2026-04-22 中国科学院(CAS)
<関連情報>
- https://english.cas.cn/newsroom/cas-in-media/202604/t20260422_1157840.shtml
- https://www.science.org/doi/10.1126/science.aed7758
超ナノドメインにより、銅箔の強度と導電性の相乗効果を実現 Super-nano domains enable strength-conductivity synergy in copper foils
Zhao Cheng, Linhai Liu, Zhiyang Yu, Xiaoyuan Ye, […] , and Lei Lu
Science Published:16 Apr 2026
DOI:https://doi.org/10.1126/science.aed7758
Editor’s summary
Although there are many ways to enhance individual properties in a metal, achieving a combination of ultrahigh tensile strength, high ductility, electrical conductivity, and thermal stability in copper is a challenge because these properties are often mutually exclusive. Cheng et al. showed that the incorporation of organic additives can lead to the stabilization of a layered microstructural architecture that features periodically distributed super-nano domains. The 10-micrometer-thick foils are produced through an industrially scalable electrodeposition process, which thus holds substantial promise for making foils for lithium-ion batteries and integrated circuits. —Marc S. Lavine
Abstract
The development of copper foils that simultaneously exhibit ultrahigh strength, high electrical conductivity, and thermal stability remains a major challenge for advanced electronics and energy storage systems.

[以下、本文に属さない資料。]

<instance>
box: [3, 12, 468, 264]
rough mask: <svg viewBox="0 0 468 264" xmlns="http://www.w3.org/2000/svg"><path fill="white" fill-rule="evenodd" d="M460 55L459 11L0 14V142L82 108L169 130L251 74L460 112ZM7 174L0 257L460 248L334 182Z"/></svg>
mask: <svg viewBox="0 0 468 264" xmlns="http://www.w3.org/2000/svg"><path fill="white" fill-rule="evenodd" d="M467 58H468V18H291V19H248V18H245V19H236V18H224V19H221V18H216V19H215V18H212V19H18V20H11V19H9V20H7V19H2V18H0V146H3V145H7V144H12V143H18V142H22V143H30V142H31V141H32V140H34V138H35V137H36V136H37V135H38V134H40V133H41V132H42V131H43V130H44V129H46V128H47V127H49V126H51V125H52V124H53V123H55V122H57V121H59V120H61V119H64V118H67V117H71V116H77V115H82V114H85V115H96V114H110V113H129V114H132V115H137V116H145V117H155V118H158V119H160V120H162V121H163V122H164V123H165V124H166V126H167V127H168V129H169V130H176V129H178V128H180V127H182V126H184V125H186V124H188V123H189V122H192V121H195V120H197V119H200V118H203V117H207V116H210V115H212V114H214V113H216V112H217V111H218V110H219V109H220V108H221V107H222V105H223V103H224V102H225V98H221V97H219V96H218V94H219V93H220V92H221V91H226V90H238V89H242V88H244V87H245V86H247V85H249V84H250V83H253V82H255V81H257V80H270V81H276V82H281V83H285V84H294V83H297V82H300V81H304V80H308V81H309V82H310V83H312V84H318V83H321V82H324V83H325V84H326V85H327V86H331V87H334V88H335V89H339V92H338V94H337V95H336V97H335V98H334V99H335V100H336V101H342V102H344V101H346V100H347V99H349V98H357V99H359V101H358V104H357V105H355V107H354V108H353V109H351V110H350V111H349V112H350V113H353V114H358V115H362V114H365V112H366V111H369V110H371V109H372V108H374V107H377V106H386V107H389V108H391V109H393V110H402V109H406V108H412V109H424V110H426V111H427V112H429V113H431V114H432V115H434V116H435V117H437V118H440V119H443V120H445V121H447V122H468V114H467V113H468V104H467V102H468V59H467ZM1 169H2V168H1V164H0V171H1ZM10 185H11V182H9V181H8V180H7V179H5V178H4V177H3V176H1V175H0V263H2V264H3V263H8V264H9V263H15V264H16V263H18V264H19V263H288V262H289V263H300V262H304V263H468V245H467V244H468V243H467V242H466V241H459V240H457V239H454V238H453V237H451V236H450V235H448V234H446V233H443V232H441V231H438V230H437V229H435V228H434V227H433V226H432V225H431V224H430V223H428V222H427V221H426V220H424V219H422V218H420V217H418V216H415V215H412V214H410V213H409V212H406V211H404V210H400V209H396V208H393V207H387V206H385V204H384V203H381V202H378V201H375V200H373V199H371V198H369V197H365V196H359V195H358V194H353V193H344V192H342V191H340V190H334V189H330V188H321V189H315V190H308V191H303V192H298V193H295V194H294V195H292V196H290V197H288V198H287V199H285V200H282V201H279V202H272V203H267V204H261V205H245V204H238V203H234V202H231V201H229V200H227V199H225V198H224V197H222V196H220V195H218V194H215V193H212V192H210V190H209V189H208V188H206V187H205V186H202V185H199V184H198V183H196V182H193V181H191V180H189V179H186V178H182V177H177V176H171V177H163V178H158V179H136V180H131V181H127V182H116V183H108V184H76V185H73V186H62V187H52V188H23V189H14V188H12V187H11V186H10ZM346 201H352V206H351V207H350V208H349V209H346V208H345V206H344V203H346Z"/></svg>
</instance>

We report a 10-micrometer-thick copper foil featuring nanoscale grains and periodically distributed gradient super-nano domains (approximately 3 nanometers in size) throughout its thickness that was produced by an industrially scalable electrodeposition process. This copper foil demonstrates a combination of approximately 900-megapascal tensile strength, 90% standard electrical conductivity, and exceptional thermal stability. These superior properties originate from a dual strengthening-stabilization mechanism in which the periodically distributed super-nano domains both enhance strength and stabilize grain boundaries. This strategy not only advances copper foil technology but also provides a general design pathway for developing other scalable, high-performance metallic materials.